The anonymous function countCats converts a predictor to a nominal array, then counts the unique, nonempty categories of the predictor. Predictor 14 ('native country') has more than 40 categorical levels. For binary classification, docid:stats_ug.bt6cr7t uses a computational shortcut to find an optimal split for categorical predictors with many categories. For classification with more than two classes, you can choose a heuristic algorithm to find a good split. For details, see docid:stats_ug.btttehe.

Specify the predictor matrix using classreg.regr.modelutils.predictormatrix and the response vector.

X = classreg.regr.modelutils.predictormatrix(adultdata,'ResponseVar',...
    size(adultdata,2));
Y = nominal(adultdata.salary);

X is a numeric matrix; predictormatrix converts all categorical variables into group indices. The name-value pair argument ResponseVar indicates that the last column is the response variable, and excludes it from the predictor matrix. Y is a nominal, categorical array.
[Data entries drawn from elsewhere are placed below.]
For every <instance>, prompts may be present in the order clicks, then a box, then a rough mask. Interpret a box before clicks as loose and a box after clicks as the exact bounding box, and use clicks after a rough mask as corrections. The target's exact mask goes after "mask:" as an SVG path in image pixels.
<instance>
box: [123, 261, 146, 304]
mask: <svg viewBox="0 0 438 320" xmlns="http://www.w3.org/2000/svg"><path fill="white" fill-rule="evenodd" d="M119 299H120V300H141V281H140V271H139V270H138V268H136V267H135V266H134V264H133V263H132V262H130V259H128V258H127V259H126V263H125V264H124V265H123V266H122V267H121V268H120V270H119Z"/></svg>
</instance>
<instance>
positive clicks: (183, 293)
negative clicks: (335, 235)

Train classification ensembles using both LogitBoost and GentleBoost.

rng(1); % For reproducibility
LBEnsemble = fitcensemble(X,Y,'Method','LogitBoost', ...
    'NumLearningCycles',300,'Learners','Tree',...
    'CategoricalPredictors',cat,'PredictorNames',VarNames(1:end-1),...
    'ResponseName','income');
GBEnsemble = fitcensemble(X,Y,'Method','GentleBoost', ...
    'NumLearningCycles',300,'Learners','Tree',...
    'CategoricalPredictors',cat,'PredictorNames',VarNames(1:end-1),...
    'ResponseName','income');

Examine the resubstitution error for both ensembles.

figure
plot(resubLoss(LBEnsemble,'Mode','cumulative'))
hold on
plot(resubLoss(GBEnsemble,'Mode','cumulative'),'r--')
hold off
xlabel('Number of trees')
ylabel('Resubstitution error')
legend('LogitBoost','GentleBoost','Location','NE')

For both ensembles, the resubstitution error continues to decrease as the number of trees increases.
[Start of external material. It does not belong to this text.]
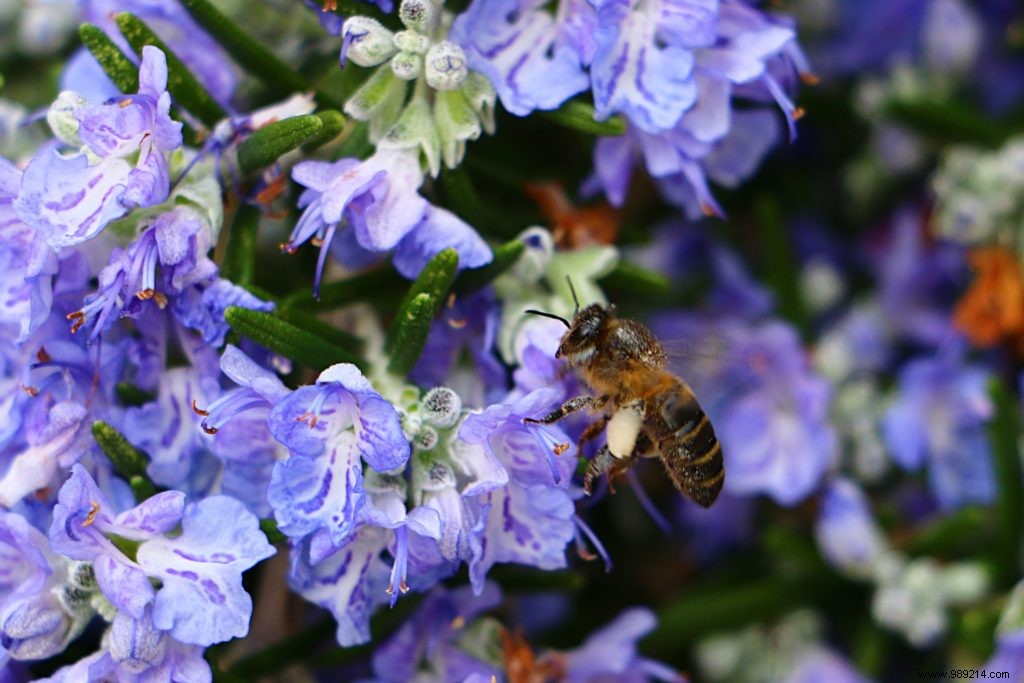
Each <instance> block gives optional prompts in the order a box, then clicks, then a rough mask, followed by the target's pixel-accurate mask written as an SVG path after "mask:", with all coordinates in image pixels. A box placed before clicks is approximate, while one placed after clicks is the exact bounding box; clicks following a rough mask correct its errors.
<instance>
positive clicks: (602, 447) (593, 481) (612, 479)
mask: <svg viewBox="0 0 1024 683" xmlns="http://www.w3.org/2000/svg"><path fill="white" fill-rule="evenodd" d="M633 461H634V458H633V456H630V457H629V458H615V457H614V456H613V455H611V452H610V451H608V446H606V445H605V446H602V447H601V450H600V451H598V452H597V455H596V456H594V459H593V460H591V461H590V465H589V466H588V467H587V472H586V474H584V475H583V489H584V493H586V494H587V495H588V496H590V492H591V488H592V486H593V485H594V480H595V479H599V478H600V477H601V475H602V474H607V475H608V485H609V486H610V487H611V493H615V487H614V480H615V479H617V478H618V477H621V476H623V474H624V473H625V472H626V470H628V469H629V468H630V467H632V466H633Z"/></svg>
Estimate the generalization error for both algorithms by cross validation.

CVLBEnsemble = crossval(LBEnsemble,'KFold',5);
CVGBEnsemble = crossval(GBEnsemble,'KFold',5);
figure
plot(kfoldLoss(CVLBEnsemble,'Mode','cumulative'))
hold on
plot(kfoldLoss(CVGBEnsemble,'Mode','cumulative'),'r--')
hold off
xlabel('Number of trees')
ylabel('Cross-validated error')
legend('LogitBoost','GentleBoost','Location','NE')

As the number of trees increases to 300, the cross-validated loss decreases up to a point, and then starts to increase. A guideline for determining the number of trees to use in the ensemble is to stop adding more trees when the validation error stops improving and starts increasing. This happens after about 50 trees for LogitBoost and 25 trees for GentleBoost.